The worker that kept eating its own memory

10 October 2023

For a few weeks we had a background worker that slowly ate memory until the pod got killed, restarted, and did it all over again. It ran a heavy detection job on video files, so the first guess was that it simply needed more memory. We raised the limit. It still died, just took longer to get there. I spent the better part of a week on this before I actually understood it.

The worker is a Go service. The shape of the job is simple. It picks up a task, downloads a video file to local disk, runs detection on it, writes the result somewhere, and then deletes the temp file. Nothing fancy.

What I assumed

I assumed Go was holding onto memory. Maybe a slice that kept growing, maybe a buffer I forgot to reset between files. The detection step reads a lot of bytes, so it felt plausible that I was loading whole files into memory and not letting them go.

So I went looking there first. I added pprof, took a few heap profiles, and stared at them. The heap looked fine. It went up while a job ran and came back down after. No obvious leak in the Go sense. That was the first dead end, and it cost me a couple of days.

What was actually wrong

The thing I missed was on disk, not in the heap.

The cleanup that deleted the temp file ran at the end of the function, after detection finished. Like this, roughly:

func process(task Task) error {
    path, err := download(task.URL)
    if err != nil {
        return err
    }

    result, err := detect(path)
    if err != nil {
        return err // file never deleted
    }

    if err := save(result); err != nil {
        return err // file never deleted
    }

    os.Remove(path)
    return nil
}

See the problem. When detection failed partway through (and on some files it did fail), the function returned early. The os.Remove at the bottom never ran. The temp file stayed on disk.

Every failed job left a file behind. Over hours, those files piled up. The pod has a small writable layer, and once that filled we started getting no space left on device. The memory side made it worse because some of those files were being mapped and the page cache filled up too, so the pod looked like it was running out of memory even though my Go heap was healthy.

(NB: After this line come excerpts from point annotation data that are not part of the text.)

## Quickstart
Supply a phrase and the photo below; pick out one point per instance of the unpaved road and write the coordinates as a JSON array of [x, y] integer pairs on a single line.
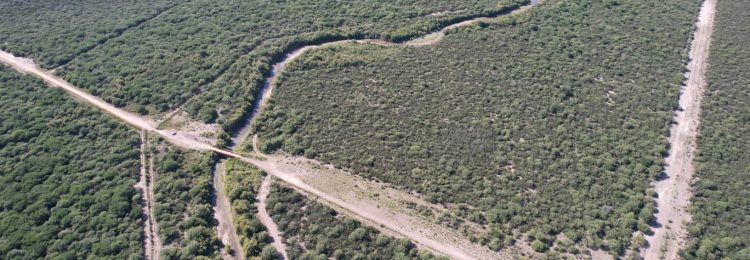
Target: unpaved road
[[150, 237], [434, 237], [268, 85], [265, 218], [155, 240], [227, 233], [28, 67], [674, 191]]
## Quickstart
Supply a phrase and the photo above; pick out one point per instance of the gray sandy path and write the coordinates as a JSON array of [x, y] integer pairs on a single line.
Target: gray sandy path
[[674, 192]]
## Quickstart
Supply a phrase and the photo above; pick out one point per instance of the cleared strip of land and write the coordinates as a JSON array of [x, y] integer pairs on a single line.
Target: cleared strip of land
[[421, 233], [674, 190], [265, 218], [223, 215]]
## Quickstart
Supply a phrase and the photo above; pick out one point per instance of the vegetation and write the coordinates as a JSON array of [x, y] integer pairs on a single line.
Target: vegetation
[[213, 55], [183, 197], [721, 227], [548, 122], [66, 177], [314, 231], [54, 32], [242, 183]]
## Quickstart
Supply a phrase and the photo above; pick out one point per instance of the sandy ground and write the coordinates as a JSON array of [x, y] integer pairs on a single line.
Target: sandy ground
[[265, 218], [223, 215], [150, 236], [430, 39], [674, 191], [439, 241], [156, 241], [385, 216]]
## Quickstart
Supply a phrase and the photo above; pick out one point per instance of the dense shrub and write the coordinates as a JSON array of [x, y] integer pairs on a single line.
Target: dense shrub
[[183, 201], [314, 231], [66, 177], [548, 122], [721, 216]]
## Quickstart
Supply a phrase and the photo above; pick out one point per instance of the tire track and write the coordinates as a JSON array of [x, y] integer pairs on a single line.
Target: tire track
[[673, 190], [223, 215], [265, 218]]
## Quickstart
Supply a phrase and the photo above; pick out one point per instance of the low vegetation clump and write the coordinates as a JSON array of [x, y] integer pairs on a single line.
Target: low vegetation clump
[[242, 184], [720, 227], [53, 32], [66, 177], [549, 122], [210, 57], [313, 231], [183, 202]]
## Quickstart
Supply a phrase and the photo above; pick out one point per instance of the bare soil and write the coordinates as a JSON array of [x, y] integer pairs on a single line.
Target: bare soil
[[265, 218], [674, 191], [149, 230], [223, 215], [384, 214], [278, 68]]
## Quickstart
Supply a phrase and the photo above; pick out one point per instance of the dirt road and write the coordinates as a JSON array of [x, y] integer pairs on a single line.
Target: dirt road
[[149, 231], [434, 237], [154, 226], [265, 218], [270, 82], [223, 215], [429, 240], [674, 190]]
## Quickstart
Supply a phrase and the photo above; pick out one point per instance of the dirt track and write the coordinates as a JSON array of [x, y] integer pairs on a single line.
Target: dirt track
[[674, 191], [150, 237], [265, 218], [459, 250], [223, 215], [435, 237]]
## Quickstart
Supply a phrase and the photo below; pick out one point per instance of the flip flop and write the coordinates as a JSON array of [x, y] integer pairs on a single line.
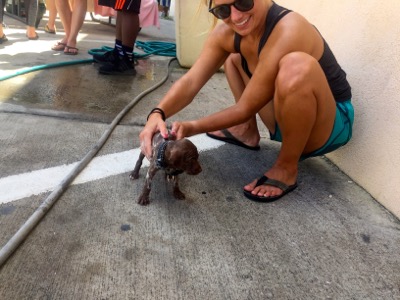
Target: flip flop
[[230, 139], [33, 38], [67, 50], [59, 46], [264, 180], [48, 30]]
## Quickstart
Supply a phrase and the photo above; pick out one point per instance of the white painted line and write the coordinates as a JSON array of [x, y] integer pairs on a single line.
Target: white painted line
[[41, 181]]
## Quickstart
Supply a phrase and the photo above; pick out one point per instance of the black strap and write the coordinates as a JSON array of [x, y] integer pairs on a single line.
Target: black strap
[[275, 14]]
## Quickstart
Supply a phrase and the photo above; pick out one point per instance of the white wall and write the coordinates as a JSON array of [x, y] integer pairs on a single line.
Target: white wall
[[365, 37]]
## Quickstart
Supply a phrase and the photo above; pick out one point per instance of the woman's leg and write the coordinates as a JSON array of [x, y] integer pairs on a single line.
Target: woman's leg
[[32, 6], [304, 110]]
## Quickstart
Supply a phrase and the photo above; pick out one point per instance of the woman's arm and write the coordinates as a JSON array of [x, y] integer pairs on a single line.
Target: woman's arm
[[212, 57]]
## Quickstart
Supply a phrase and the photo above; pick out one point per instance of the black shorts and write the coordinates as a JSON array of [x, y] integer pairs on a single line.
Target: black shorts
[[124, 5]]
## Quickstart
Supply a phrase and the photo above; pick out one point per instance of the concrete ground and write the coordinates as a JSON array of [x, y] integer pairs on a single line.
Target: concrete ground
[[328, 239]]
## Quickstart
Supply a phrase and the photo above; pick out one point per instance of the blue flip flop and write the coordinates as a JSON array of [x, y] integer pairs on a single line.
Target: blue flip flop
[[230, 139], [264, 180]]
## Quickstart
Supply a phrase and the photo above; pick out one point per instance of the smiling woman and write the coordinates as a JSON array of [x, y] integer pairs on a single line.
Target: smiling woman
[[223, 11], [278, 66]]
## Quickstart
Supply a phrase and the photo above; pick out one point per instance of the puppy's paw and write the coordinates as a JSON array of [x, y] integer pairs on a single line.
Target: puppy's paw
[[134, 175], [178, 194], [143, 200]]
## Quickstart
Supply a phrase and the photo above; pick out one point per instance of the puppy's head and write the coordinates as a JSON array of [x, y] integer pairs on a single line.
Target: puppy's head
[[182, 155]]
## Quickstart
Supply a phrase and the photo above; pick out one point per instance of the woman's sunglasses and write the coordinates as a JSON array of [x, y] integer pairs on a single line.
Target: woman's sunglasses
[[223, 11]]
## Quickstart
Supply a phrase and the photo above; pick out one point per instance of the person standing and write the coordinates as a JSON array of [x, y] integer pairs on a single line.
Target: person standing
[[51, 23], [120, 61], [72, 20], [163, 6], [31, 16], [3, 37]]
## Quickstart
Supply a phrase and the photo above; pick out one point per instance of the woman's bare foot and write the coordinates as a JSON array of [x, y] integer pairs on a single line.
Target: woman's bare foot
[[286, 175]]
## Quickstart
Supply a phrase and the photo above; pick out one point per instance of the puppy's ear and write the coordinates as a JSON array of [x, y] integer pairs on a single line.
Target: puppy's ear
[[171, 137]]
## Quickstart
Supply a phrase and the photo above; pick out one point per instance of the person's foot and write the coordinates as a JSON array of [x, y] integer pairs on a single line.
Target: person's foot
[[122, 66], [50, 30], [31, 33], [283, 175], [59, 46], [69, 50], [106, 57]]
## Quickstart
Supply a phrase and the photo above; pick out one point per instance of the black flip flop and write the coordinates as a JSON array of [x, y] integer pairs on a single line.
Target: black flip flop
[[230, 139], [264, 180]]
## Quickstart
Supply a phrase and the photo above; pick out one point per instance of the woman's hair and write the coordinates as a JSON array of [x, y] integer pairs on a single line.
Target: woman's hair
[[206, 4]]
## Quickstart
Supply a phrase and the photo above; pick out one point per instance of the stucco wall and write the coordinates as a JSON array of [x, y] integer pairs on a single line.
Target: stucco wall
[[365, 37]]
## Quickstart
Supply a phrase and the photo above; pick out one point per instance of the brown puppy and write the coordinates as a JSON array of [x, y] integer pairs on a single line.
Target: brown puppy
[[174, 157]]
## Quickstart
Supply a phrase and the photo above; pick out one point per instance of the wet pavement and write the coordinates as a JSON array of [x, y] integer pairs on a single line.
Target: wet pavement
[[328, 239]]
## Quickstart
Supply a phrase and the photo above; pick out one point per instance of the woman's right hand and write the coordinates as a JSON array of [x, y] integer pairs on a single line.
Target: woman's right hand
[[154, 124]]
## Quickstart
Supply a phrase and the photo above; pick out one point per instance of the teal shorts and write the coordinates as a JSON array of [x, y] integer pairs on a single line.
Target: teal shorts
[[341, 133]]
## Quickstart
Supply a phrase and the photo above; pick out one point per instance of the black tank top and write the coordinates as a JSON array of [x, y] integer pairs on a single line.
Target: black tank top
[[336, 77]]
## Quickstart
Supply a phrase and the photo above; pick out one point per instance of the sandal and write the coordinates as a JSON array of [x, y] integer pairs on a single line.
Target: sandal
[[48, 30], [70, 50], [59, 46], [264, 180]]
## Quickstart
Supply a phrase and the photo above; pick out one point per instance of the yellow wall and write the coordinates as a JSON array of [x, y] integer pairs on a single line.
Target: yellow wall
[[365, 37]]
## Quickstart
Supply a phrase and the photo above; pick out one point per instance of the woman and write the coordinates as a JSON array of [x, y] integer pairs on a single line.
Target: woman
[[278, 66], [31, 15]]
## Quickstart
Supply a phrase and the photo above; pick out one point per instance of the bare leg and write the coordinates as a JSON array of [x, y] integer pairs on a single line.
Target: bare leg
[[2, 6], [32, 6], [51, 7], [77, 18], [65, 13], [305, 111], [237, 80], [128, 27]]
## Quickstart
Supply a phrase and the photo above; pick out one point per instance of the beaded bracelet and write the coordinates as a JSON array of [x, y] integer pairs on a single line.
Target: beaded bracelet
[[157, 110]]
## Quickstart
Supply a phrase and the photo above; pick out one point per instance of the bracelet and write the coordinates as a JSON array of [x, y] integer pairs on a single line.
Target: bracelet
[[157, 110]]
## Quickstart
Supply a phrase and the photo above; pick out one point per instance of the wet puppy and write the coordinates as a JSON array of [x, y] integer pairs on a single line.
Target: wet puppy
[[172, 156]]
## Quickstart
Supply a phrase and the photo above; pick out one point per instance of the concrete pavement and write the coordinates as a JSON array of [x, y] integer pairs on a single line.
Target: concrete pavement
[[328, 239]]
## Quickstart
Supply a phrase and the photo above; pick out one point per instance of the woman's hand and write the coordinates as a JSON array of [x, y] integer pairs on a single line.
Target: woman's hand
[[182, 129], [154, 124]]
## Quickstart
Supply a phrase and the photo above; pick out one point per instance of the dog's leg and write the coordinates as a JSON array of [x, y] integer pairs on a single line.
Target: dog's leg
[[177, 192], [135, 173], [144, 197]]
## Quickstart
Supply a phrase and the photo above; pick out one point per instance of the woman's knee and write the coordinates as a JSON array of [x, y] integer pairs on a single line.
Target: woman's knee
[[295, 73]]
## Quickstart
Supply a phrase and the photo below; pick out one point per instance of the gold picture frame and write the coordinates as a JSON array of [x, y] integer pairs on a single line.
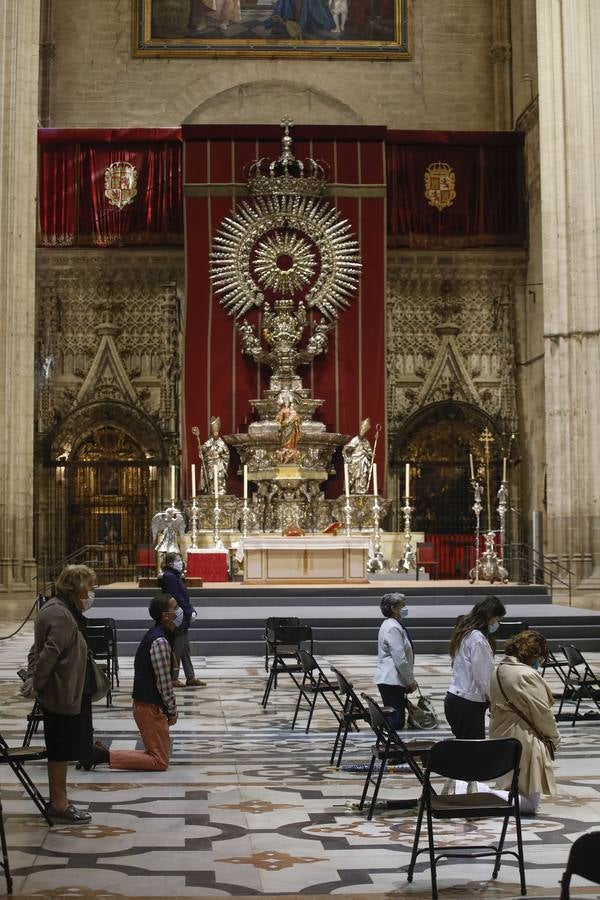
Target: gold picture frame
[[300, 29]]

So it was not one problem. It was leftover state on disk that showed up as both a disk error and what looked like a memory problem. Raising the memory limit only delayed the moment the disk filled.

The fix

Make the cleanup run no matter how the function exits. In Go that is what defer is for.

func process(task Task) error {
    path, err := download(task.URL)
    if err != nil {
        return err
    }
    defer os.Remove(path)

    result, err := detect(path)
    if err != nil {
        return err
    }

    return save(result)
}

Now the file is deleted whether detection succeeds, fails, or panics. I moved the defer to right after the download so there is no path where a file is created but not scheduled for removal.

I also added a small startup step that clears the temp directory when the worker boots, so a pod that died mid-job does not start its next life with old junk already sitting there.

After that the memory graph went flat. No more slow climb, no more restarts.

What I would check first next time

OOM is not always “add memory.” Before touching the limit I should have looked at what the pod was actually doing on disk. df -h inside the pod would have shown the disk filling in about thirty seconds. A heap profile is the right tool when the heap is the problem, but I reached for it because it was the tool I knew, not because the evidence pointed there.

The other lesson is plainer. Any code that creates a temp file should schedule its removal on the next line, before the work that might fail. Cleanup that only runs on the happy path is not cleanup.